Going forward, Shehata sees a clear need for smarter operations of supply chains. He points to good steps in recent years, with distributors signing strategic agreements with health systems to manage portions of their supply chain, not just getting from the dock to the warehouse but throughout the health system.

“If these supply chains are so fragile, there might need to be more end-to-end visibility and maybe end-to-end partnerships with the health systems and the supply chains,” Shehata says.

As distribution risk becomes more global, healthcare organizations may look to choose medical supply partners that can route products from different markets, he says. He also says it may be prudent to find more suppliers of certain goods in the Americas than Asia, even if it means paying a bit more.

While health systems are likely going to continue to rely on some medical supplies made overseas, Shehata says organizations may need to look at more products made domestically, or at least from countries closer to the U.S.

“I do think on the higher commodity cost products, we're going to see more and more local sourcing,” Shehata says.

Premier has also been pushing for more development and production of medical supplies in the U.S.

“Premier has long advocated for policies to strengthen domestic medical supply chains and help insulate patients and providers from supply disruptions and shortages in the future,” MacKinnon said.

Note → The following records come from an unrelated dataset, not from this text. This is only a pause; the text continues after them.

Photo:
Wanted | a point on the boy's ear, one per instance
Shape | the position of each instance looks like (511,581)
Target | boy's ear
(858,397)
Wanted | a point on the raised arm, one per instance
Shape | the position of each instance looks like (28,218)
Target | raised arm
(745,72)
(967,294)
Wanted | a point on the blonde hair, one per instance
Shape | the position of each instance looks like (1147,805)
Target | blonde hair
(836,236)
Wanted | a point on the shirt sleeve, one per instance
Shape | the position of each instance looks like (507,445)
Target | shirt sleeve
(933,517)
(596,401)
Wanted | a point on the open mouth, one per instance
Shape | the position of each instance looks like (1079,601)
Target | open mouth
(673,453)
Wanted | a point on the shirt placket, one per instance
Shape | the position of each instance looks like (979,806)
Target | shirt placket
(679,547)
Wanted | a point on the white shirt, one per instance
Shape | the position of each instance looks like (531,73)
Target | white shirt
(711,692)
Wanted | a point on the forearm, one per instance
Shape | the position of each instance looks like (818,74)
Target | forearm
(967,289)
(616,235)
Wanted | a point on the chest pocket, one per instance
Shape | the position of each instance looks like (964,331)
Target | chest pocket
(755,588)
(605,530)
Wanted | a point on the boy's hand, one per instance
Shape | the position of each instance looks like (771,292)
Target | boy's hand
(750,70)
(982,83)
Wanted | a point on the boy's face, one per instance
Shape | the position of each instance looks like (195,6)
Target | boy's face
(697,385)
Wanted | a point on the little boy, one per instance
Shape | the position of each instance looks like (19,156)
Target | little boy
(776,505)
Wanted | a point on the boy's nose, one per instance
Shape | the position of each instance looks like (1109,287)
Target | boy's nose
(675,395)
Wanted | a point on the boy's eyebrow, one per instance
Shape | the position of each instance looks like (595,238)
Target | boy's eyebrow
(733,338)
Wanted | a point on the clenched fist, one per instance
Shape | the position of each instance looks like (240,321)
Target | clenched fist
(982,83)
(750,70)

Tom Cotter, the executive director of Healthcare Ready, told Chief Healthcare Executive in a 2023 interview there needs to be greater insight in the healthcare supply chain.

“I think people think there's more visibility and transparency than there actually is in the supply chain, especially in the healthcare sector,” Cotter said.

Cotter stressed the need for better data in the healthcare supply chain. He called for a greater understanding of the key players, including those who hold significant market share for certain products.

“The supply chain at the end of the day is more of a supply web,” Cotter said. “And there's a lot of interdependencies.”